Crunches and sit-ups are great ways to tone your abs, but if you really want to strengthen and tone your core, these five workouts for your core are the answer. Working out your core is crucial for improving not only your abs, but your lower and upper back which will actually help you to in other workouts if you’re stronger in the middle.
Planks are the best workout for your core as they rely on your full-body strength and discipline. Try the Plank-a-thon, comprised of five plank moves lasting 30 seconds each. Start with a regular plank, then plank with one leg raised for 30 seconds per leg. Next, keep your core tight as you reach one arm out in front of you, while simultaneously raising the opposite leg. Repeat with the other arm and leg. The ‘hot hands’ plank, lift one hand off the ground while keeping your body still and repeat with the other hand. Finally, do a 30-second side plank on each side. Planking is one of the best workouts for your core because they also strengthen other areas, such as your arms and shoulders, and improve balance and concentration.
Spinning workouts are not just a great form of cardio exercise; they’re also one of the best workouts for your core. If you crank up the resistance and begin a standing climb, you will soon begin to feel your midsection working hard. This is because you have to tighten your core to keep balanced and weighted evenly as you essentially ‘hover’ over the bike.
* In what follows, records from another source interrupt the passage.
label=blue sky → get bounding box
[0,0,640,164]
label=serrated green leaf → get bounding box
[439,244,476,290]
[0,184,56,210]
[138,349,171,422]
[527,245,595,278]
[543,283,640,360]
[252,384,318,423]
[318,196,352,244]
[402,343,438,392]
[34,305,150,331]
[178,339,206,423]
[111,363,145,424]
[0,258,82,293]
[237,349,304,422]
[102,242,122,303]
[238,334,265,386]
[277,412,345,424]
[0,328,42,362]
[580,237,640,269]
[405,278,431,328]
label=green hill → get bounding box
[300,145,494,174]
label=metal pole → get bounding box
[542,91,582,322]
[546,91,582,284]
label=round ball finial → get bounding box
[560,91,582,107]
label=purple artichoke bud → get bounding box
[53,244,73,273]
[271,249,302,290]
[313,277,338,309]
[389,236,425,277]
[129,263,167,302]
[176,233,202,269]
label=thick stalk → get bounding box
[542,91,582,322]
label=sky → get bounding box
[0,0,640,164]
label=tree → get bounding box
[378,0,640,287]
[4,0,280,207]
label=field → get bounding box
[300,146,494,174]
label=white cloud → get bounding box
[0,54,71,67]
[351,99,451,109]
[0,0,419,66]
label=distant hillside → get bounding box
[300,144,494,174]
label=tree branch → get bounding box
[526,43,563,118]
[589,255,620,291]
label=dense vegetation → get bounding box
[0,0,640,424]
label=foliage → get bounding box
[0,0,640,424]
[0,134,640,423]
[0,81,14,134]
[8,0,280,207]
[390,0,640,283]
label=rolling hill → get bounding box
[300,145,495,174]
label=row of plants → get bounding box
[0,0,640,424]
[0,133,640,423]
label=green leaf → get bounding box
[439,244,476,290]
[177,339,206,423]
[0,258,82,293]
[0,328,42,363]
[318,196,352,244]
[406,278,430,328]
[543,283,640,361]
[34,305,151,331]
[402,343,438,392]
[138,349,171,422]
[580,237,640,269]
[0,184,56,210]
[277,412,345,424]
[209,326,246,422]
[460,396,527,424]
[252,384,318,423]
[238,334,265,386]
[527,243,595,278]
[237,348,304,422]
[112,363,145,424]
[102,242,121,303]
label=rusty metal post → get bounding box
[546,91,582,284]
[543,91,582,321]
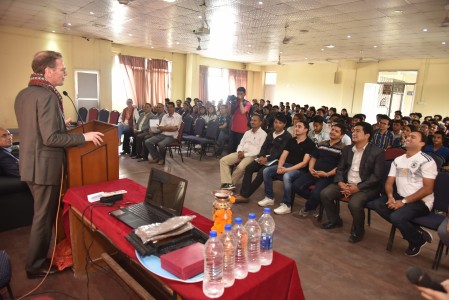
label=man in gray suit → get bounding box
[320,122,385,243]
[14,51,103,278]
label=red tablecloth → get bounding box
[63,179,304,300]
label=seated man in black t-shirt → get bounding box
[235,114,291,204]
[293,124,346,217]
[257,120,316,214]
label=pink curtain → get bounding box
[198,66,209,102]
[119,54,147,108]
[147,59,170,106]
[229,69,248,93]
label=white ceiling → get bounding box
[0,0,449,64]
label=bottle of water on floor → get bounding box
[259,207,275,266]
[245,213,260,273]
[220,224,236,288]
[203,230,224,298]
[232,218,248,279]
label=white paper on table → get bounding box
[87,192,104,203]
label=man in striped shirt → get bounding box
[372,115,393,150]
[373,131,438,256]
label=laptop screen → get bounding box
[145,168,187,216]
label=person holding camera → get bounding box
[228,87,251,153]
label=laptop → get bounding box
[109,168,187,229]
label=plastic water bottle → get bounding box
[259,207,275,266]
[220,224,235,287]
[245,213,260,273]
[232,218,248,279]
[203,230,224,298]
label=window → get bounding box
[206,68,231,101]
[265,72,277,85]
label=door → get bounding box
[75,70,100,110]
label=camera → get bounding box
[226,95,237,104]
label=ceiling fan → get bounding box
[196,36,207,51]
[282,24,293,45]
[357,50,379,64]
[276,53,284,66]
[441,0,449,27]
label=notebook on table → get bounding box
[109,168,187,229]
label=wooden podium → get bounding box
[66,121,119,189]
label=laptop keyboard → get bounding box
[127,203,170,224]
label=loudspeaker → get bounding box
[334,71,343,84]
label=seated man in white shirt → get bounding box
[145,102,182,165]
[373,131,438,256]
[220,115,267,189]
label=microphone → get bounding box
[405,267,447,294]
[62,91,85,133]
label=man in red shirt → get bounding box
[228,87,251,153]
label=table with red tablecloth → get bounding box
[63,179,304,300]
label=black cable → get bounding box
[81,203,132,299]
[20,291,80,300]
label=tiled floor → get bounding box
[0,150,449,300]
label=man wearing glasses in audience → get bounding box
[0,127,20,177]
[373,115,393,150]
[373,131,438,256]
[320,122,385,243]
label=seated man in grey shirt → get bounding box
[0,127,20,178]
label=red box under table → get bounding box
[160,243,204,280]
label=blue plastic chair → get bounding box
[0,250,14,299]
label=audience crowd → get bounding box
[106,87,449,256]
[0,87,449,292]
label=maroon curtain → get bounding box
[229,69,248,93]
[198,66,209,102]
[147,59,170,106]
[119,54,147,108]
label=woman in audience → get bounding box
[207,105,218,123]
[400,125,417,148]
[340,108,349,122]
[191,105,199,125]
[182,102,192,119]
[118,99,139,144]
[214,105,231,158]
[198,106,208,124]
[287,114,304,137]
[423,131,449,165]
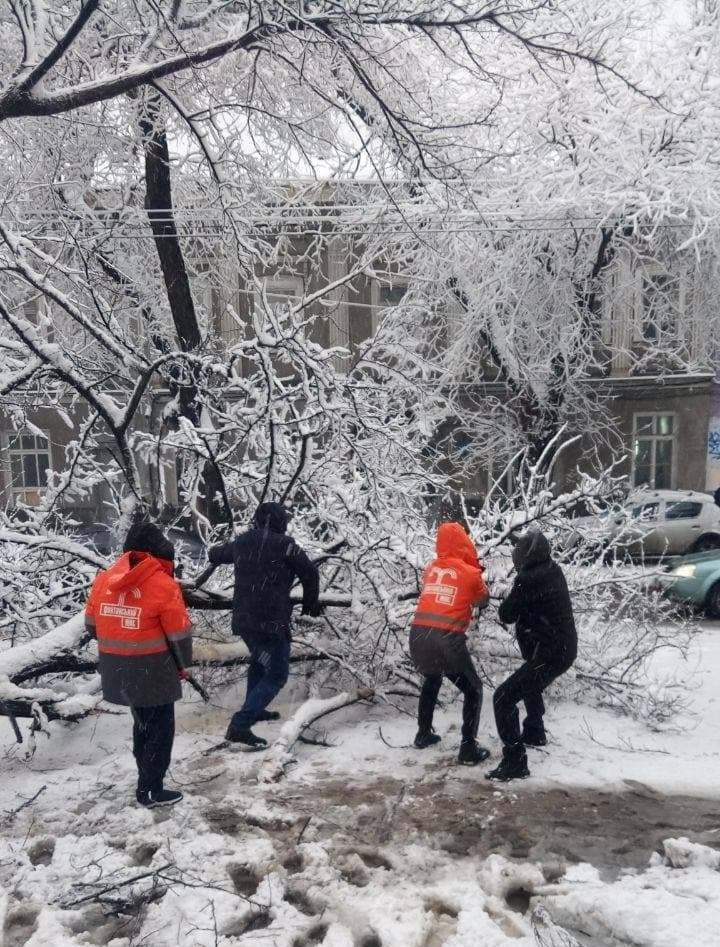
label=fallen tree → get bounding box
[258,687,375,783]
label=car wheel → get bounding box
[705,582,720,618]
[692,534,720,552]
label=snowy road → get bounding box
[0,624,720,947]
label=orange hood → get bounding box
[435,523,482,570]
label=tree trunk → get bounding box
[140,92,232,526]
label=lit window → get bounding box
[8,434,50,506]
[633,414,676,490]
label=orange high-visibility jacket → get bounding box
[412,523,488,635]
[85,552,192,707]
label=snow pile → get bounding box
[663,838,720,871]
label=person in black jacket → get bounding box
[487,530,577,782]
[209,503,320,749]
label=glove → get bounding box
[301,602,325,618]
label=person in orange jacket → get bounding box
[410,523,490,766]
[85,522,192,808]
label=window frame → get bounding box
[252,273,305,318]
[633,263,687,346]
[370,276,410,335]
[630,411,678,490]
[0,430,53,507]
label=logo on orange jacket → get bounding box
[423,566,458,605]
[100,588,142,630]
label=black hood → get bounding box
[512,529,550,572]
[123,522,175,562]
[253,503,290,533]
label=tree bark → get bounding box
[140,90,232,526]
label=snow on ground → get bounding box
[0,624,720,947]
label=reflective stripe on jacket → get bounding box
[85,552,192,707]
[412,523,488,635]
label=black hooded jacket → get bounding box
[208,503,319,635]
[498,530,577,669]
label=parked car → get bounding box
[73,523,117,556]
[566,490,720,559]
[658,550,720,618]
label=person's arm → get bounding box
[158,582,192,668]
[85,579,97,638]
[208,540,235,566]
[288,543,321,616]
[473,569,490,608]
[498,576,525,625]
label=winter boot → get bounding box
[225,726,267,750]
[413,730,440,750]
[485,743,530,783]
[522,721,547,746]
[458,740,490,766]
[257,710,280,723]
[135,788,183,809]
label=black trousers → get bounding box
[418,674,482,742]
[493,658,567,746]
[410,626,482,741]
[132,704,175,792]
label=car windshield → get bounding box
[630,503,660,520]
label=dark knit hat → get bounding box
[253,503,290,533]
[512,529,550,572]
[123,520,175,562]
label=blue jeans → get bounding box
[230,633,290,732]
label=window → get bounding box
[255,276,303,316]
[8,434,50,506]
[632,503,660,520]
[639,270,681,342]
[378,283,407,309]
[633,414,675,490]
[665,500,702,520]
[372,280,408,331]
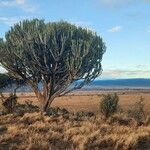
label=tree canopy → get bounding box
[0,19,106,113]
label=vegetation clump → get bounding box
[0,19,106,116]
[100,94,119,118]
[127,97,146,122]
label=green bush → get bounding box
[0,73,11,88]
[100,94,119,118]
[127,97,146,122]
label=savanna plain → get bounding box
[0,90,150,150]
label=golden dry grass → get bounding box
[1,91,150,114]
[0,92,150,150]
[0,113,150,150]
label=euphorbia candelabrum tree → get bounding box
[0,19,106,116]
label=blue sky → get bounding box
[0,0,150,79]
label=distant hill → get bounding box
[3,78,150,92]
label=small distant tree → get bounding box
[0,19,106,117]
[100,94,119,118]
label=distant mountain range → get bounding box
[3,78,150,92]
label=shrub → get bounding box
[108,114,136,126]
[100,94,119,118]
[1,93,18,113]
[127,97,146,122]
[46,107,69,117]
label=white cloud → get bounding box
[0,0,37,12]
[96,0,150,9]
[0,16,31,26]
[102,69,150,78]
[108,26,122,33]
This workout is great as well because the high resistance tones your legs and butt, and your arms will be worked from keeping a controlled position on the bike.
Like all workouts for your core, scissor kicks relies on control and position to ensure an effective workout. Lie on your back with your legs in an L shape, with your hands under your butt if you need that extra support. Slowly lower one leg so that it is level with your core, and then raise it back up again without touching the floor. You should do the same with the other leg, but at opposite times, so only one leg is in the air at a time. This is a great multi-tasking workout, as you work one part of your core as you lower your leg, then another when you raise it. It is also a go-to for people who struggle with neck problems, as you keep your head and neck rested for the entire exercise.
Mountain climbers start in plank position. Keeping the core tight, bring your left knee to your right elbow. Repeat with your right knee to your left elbow, so it’s a sort of flipside bicycle crunch. Mountain climbers are a better workout for your core though, as your position strengthens your arms, shoulders and back as you keep your form while performing the exercise. The best core workouts focus on your core but also tone other muscle areas, but make sure you keep your back level so that you don’t twist your entire body – the point is to force the abs to contract!
Shakira’s hips don’t lie – and neither do her abs. The Colombian singer credits belly-dancing to keeping her midsection so tight and toned. As well as being a fun activity, it’s a great workout especially for your core as it relies on controlled and elaborate movement of the torso. It comprises cardio and core training, and it is low-impact so anyone of any fitness level can do it. Not only is it beneficial for toning your core; the fluid movements improve flexibility and strength of the spine, which is an often overlooked area when training.